With the help of Revere they carried Nat into the inn parlor; the landlady, who was now up, as were indeed all the people of the hostelry, began staunching the flow of blood from a wicked cut in his scalp, all the time lamenting that such a thing should have occurred at her house.

“The villains!” she said. “The ungrateful wretches! I hope they get their deserts! To strike a poor lad like this—to attempt a robbery here—to run off without settling their score.”

“Now,” demanded Ben Cooper of the Porcupine, who was perched upon the arm of the settle where Nat lay, “how on earth did you come here?”

“I came to see him,” answered the misshapen boy, a catch in his voice.

The landlady gave the speaker a look that was full of wonder and contained just a little fear.

“How he ever came to make up with that wicked beast, Hector, is more than I can understand,” she said to the others. “I have had that dog chained in the yard these three years, and only one or two of us dare go near him.”

“I can always make friends with dogs,” said the dwarf. “All I need is a chance to talk to them.

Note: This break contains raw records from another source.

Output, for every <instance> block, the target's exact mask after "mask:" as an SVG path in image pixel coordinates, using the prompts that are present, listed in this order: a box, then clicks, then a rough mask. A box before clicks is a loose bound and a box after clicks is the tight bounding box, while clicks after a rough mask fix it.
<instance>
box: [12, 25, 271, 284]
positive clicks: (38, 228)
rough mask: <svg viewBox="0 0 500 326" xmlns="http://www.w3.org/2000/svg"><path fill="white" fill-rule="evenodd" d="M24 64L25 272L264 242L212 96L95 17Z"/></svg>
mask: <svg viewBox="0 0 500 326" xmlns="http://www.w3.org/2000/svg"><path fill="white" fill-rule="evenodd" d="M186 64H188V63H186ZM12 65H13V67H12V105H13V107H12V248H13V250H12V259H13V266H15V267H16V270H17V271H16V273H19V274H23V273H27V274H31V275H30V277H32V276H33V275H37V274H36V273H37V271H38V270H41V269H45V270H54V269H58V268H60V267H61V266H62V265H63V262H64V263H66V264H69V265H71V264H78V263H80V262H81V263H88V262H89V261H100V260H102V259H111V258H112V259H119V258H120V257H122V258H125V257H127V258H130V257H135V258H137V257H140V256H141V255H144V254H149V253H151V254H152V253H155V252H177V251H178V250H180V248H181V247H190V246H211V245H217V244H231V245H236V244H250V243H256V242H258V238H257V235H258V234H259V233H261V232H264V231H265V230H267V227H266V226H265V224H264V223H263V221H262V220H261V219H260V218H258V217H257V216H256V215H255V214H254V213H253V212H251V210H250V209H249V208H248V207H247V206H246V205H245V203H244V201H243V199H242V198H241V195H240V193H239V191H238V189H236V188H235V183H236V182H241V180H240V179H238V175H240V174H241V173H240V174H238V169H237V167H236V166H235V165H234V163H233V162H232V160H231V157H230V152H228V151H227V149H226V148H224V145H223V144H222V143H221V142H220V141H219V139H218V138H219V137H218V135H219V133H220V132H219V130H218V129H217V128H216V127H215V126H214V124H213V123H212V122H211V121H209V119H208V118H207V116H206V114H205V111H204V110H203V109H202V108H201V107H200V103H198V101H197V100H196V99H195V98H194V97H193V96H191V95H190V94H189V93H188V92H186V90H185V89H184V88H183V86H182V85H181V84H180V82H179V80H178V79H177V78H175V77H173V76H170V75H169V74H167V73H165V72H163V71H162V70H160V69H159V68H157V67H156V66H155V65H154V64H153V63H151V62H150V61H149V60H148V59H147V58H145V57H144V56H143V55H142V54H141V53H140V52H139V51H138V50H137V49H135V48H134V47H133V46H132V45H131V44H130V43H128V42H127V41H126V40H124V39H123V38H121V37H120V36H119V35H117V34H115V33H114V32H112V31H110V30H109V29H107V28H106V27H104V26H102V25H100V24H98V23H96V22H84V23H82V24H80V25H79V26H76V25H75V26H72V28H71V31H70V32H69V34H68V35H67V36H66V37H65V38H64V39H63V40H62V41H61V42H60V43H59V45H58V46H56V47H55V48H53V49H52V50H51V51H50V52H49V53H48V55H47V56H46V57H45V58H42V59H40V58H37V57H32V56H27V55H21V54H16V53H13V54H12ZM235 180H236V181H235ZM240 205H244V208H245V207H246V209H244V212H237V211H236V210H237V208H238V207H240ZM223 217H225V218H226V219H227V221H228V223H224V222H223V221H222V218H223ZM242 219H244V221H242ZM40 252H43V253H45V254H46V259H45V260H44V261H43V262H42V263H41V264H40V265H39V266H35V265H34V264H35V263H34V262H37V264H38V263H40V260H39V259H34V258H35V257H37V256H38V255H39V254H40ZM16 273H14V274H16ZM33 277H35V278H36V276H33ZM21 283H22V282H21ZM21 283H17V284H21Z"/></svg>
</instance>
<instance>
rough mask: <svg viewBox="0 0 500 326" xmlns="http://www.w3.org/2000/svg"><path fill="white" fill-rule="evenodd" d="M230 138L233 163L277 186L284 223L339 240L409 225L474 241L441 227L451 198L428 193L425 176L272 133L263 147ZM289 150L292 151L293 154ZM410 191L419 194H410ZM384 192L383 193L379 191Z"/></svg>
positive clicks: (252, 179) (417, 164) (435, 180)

And when you put me in the loft over the stable to sleep my window was just above him; so I had no trouble at all. When the noise began I knew what it was right away, and so I made good use of Hector.”

Here Nat opened his eyes and began to stare bewildered about him. Revere, Ben and the landlady bent over him, but Ezra looked keenly at the dwarf.

“When the noise began you knew what it was,” repeated he. “How was that?”

“Never mind,” replied the dwarf, coolly. “I knew; so let that be enough.”

Nat’s wits came slowly back to him during this time, and he painfully grasped each fact as it presented itself to him. The struggle with the stranger came first—then, finally, the object of the man’s visit.

“The saddle-bags!” he cried, starting to his feet.

“Are gone,” replied Ben Cooper in a startled tone, for in his anxiety for Nat this important fact had been forgotten.

Nat’s eyes went accusingly toward Ezra; he had not fully recovered from the shock of the blow and the boy’s figure was seen through a sort of haze.

“And the message?” spoke Nat, in an unsteady voice.

“It is safe,” replied Ezra Prentiss, quietly. “I have it here in my pocket.”